Lucy no céu com diamantes
Ver o rosto da mal-humorada protagonista Setsuko iluminar-se é uma das graças quase divinas da comédia 'Oh Lucy!'
A caminho de San Diego, o americano John (Josh Hartnett) ensina a japonesa Setsuko (Shinobu Terajima) a abastecer o carro, e então aproxima a mão molhada de gasolina do nariz dela. “Gostei do cheiro”, ela diz, sorrindo, para o encantador John, um rapaz cheio desses toques de graça. Ver o rosto de Setsuko iluminar-se em Oh Lucy! (Japão/Estados Unidos, 2017; em cartaz a partir desta quinta-feira) é uma outra espécie de graça, quase divina: funcionária subalterna num escritório de Tóquio, azeda e dada a uma franqueza algo mesquinha, ela recentemente despertou para a ideia de uma segunda chance que a salve da vida vazia. Sua sobrinha empurrou para ela um pacote de aulas de inglês, ministradas por John sem muito critério pedagógico mas com grande doçura. John batiza Setsuko de Lucy, põe nela uma peruca loira engraçada, ensina a aluna a falar “Hi!!!” com entusiasmo americano e então lhe dá um longo abraço. O mundo de Setsuko e do outro aluno, Takeshi (o maravilhoso Koji Yakusho), se enche de cor — mas então John foge para os Estados Unidos com a sobrinha de Setsuko. E ela vai atrás, esperando sem saber muito bem por qual milagre e carregando junto a mãe da menina, a irmã com quem se dá horrivelmente mal.

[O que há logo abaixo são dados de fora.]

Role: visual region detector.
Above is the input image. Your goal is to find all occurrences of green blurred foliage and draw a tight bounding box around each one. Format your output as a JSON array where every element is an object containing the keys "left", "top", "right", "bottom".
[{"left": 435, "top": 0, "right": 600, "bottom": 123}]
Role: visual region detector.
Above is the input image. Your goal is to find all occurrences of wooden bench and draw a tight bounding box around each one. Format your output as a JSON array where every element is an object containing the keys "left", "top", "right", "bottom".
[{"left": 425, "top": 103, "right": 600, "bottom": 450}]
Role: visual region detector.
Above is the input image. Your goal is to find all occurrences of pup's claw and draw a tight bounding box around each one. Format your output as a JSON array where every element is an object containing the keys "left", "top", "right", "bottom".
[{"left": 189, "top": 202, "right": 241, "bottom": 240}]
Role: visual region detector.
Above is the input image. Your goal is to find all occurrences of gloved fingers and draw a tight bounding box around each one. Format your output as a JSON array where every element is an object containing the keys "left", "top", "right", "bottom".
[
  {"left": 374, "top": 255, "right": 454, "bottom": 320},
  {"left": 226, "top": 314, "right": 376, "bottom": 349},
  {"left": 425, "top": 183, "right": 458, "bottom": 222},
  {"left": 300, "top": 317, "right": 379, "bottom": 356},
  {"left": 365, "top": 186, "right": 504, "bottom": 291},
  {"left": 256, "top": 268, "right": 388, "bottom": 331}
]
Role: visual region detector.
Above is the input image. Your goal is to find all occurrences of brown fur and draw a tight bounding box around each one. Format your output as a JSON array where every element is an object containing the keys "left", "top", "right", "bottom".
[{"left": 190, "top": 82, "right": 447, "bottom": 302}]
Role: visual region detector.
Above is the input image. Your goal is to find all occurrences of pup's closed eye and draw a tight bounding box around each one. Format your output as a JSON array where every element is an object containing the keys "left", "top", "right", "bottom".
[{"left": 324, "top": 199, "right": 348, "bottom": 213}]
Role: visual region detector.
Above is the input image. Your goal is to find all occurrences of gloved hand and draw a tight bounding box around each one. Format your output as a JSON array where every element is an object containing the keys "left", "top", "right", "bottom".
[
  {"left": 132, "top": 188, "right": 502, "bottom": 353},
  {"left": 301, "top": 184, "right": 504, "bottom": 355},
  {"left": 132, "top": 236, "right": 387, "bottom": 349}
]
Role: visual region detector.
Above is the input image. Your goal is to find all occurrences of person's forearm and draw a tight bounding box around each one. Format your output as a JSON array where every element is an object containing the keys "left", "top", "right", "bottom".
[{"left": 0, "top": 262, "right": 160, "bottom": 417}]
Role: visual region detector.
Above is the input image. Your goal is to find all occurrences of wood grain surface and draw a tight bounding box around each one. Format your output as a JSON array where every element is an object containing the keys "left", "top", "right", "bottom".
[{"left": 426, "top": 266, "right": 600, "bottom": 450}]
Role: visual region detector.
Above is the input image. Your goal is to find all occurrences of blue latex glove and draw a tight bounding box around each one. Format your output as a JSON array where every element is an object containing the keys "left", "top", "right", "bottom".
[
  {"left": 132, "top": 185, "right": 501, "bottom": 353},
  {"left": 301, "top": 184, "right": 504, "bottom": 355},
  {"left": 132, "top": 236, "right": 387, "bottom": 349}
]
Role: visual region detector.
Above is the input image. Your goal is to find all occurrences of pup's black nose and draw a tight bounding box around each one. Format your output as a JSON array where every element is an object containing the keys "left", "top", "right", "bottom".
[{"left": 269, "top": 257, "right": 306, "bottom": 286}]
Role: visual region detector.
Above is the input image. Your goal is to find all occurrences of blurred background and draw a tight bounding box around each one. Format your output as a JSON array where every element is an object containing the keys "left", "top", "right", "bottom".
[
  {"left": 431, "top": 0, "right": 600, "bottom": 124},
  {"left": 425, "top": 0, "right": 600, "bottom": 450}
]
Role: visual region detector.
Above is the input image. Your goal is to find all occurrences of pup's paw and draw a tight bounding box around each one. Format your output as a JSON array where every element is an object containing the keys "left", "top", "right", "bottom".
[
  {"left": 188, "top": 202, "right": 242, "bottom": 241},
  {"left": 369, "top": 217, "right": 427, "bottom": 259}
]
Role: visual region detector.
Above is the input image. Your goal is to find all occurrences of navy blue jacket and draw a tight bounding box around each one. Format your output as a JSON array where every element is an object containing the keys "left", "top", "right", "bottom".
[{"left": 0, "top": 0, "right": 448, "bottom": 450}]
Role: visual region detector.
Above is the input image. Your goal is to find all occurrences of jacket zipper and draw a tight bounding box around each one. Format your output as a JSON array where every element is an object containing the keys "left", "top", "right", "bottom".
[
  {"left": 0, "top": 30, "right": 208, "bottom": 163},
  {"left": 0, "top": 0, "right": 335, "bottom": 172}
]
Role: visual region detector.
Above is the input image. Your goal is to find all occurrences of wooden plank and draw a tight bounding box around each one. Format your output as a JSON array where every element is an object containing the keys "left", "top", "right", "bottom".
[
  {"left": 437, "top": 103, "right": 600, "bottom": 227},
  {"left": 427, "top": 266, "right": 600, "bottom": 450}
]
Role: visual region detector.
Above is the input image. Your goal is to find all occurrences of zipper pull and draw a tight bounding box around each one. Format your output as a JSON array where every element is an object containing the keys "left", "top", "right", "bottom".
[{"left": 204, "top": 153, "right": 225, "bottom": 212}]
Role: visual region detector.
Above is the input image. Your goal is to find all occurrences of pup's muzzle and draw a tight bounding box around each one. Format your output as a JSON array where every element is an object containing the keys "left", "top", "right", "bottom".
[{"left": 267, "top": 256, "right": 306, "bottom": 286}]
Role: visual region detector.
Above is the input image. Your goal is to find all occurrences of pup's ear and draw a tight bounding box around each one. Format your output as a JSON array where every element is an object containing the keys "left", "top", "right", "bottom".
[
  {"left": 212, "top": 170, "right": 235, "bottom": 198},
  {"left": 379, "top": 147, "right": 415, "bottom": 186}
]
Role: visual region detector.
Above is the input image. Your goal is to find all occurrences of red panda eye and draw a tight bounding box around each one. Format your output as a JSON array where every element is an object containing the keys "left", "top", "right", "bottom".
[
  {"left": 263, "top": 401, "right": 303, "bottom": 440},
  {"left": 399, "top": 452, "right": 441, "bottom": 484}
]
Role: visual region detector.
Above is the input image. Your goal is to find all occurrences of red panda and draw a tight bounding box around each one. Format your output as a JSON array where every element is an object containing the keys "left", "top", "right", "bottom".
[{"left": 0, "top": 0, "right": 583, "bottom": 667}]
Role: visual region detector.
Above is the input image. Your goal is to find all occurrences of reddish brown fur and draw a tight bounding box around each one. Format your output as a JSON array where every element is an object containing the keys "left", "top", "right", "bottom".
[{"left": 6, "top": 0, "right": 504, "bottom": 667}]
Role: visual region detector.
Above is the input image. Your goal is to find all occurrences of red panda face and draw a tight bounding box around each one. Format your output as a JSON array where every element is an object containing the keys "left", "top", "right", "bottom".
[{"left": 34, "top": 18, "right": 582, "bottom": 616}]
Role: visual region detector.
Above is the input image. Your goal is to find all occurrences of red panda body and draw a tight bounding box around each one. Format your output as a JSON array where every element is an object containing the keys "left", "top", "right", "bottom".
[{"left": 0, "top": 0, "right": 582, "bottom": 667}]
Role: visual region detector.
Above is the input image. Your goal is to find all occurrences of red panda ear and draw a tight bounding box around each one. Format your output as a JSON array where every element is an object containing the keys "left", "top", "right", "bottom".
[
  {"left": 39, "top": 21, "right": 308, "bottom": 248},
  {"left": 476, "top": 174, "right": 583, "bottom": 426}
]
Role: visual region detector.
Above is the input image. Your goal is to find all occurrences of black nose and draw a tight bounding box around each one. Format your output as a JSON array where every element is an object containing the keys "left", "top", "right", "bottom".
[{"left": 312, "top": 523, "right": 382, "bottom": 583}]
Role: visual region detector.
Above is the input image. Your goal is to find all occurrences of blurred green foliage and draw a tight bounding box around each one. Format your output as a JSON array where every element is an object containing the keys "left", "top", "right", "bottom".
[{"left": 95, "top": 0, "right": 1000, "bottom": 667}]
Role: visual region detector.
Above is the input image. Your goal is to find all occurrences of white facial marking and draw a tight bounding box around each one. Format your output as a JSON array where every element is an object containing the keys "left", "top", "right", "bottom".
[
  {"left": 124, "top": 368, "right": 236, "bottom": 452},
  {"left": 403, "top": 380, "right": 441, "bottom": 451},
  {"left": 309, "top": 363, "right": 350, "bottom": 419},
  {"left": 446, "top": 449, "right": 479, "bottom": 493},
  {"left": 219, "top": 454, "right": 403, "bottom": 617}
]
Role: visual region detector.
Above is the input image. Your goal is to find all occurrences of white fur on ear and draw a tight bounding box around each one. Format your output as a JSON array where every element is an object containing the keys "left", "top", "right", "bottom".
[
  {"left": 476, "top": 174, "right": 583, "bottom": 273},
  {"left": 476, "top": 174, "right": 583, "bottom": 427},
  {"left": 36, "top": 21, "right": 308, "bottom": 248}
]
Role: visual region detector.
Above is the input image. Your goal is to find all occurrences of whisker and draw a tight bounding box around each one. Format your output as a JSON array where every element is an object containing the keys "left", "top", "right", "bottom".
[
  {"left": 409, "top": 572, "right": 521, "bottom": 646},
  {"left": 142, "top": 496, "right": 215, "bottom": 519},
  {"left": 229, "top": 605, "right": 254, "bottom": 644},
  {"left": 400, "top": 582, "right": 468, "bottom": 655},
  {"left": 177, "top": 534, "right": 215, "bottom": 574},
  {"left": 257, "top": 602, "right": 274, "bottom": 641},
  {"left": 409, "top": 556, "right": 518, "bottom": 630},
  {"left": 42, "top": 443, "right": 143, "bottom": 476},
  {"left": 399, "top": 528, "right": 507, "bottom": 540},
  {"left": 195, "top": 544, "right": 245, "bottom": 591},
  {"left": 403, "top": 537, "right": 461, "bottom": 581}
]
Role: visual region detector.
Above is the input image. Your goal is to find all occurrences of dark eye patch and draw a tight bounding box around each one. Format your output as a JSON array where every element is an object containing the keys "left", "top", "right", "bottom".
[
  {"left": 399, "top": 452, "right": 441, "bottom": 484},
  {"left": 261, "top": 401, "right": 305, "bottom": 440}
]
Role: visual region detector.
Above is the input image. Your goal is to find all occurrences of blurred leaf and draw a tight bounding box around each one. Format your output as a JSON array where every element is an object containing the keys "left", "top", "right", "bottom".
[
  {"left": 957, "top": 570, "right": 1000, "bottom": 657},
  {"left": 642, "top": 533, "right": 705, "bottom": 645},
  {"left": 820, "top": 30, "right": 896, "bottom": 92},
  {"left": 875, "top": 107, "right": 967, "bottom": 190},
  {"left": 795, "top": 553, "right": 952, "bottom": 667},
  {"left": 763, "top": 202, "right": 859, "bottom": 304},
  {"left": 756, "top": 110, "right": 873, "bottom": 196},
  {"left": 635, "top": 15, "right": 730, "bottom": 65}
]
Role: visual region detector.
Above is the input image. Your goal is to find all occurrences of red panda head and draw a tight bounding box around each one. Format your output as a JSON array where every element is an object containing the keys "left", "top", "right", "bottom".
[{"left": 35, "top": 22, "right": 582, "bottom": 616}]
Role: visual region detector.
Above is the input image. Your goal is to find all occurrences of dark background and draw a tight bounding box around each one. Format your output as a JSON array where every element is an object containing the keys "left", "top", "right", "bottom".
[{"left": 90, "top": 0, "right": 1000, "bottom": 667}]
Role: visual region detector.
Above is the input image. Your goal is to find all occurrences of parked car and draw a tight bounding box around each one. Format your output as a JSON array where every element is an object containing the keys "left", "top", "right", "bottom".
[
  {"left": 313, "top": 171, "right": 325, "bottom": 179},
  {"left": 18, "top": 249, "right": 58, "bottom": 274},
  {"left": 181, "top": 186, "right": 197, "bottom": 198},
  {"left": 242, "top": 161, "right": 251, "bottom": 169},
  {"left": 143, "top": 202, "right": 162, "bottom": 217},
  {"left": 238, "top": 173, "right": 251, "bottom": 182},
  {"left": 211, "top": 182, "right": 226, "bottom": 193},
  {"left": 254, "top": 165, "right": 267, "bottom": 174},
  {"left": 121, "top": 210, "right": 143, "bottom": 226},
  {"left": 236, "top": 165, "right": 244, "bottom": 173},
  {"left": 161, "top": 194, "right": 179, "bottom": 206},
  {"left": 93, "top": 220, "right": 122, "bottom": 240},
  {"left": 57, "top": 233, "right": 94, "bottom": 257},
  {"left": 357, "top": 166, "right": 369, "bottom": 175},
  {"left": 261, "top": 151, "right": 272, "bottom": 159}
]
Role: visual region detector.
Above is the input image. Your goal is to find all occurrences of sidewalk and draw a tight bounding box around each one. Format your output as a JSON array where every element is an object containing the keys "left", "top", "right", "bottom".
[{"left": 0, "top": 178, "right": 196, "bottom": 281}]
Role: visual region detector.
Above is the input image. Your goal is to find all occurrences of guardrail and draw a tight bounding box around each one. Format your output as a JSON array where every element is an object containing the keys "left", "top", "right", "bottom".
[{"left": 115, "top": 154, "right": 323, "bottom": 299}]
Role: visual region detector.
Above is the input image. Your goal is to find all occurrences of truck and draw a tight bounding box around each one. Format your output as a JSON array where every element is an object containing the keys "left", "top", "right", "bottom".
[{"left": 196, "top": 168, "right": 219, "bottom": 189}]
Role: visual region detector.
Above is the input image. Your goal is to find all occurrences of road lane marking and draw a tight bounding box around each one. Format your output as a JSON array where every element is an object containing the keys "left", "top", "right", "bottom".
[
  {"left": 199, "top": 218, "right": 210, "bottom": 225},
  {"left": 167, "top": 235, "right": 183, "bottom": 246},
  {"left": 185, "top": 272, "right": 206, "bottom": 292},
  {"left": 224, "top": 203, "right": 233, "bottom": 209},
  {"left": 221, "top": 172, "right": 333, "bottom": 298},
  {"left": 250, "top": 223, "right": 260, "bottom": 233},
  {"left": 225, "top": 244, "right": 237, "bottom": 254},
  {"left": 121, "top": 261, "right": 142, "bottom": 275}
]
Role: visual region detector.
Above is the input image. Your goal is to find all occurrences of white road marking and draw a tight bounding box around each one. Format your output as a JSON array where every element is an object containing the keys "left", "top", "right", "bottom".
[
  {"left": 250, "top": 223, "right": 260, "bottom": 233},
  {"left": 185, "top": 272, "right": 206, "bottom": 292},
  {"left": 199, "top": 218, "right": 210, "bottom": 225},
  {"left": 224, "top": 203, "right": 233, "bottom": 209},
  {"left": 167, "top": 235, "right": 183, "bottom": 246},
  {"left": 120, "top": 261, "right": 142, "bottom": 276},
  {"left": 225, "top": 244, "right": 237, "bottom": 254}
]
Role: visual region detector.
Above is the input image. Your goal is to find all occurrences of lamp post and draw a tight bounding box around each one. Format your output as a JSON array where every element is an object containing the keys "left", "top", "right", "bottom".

Shinobu, Hartnett e a diretora Atsuko Hirayanagi formam uma trinca sensacional, sintonizada na tarefa de reinventar a comédia da transformação pessoal em uma experiência ela própria transformadora. Pequeno, modesto mas infalivelmente sincero, Oh Lucy! continua vivo para o espectador muito depois de as luzes da sala se acenderem.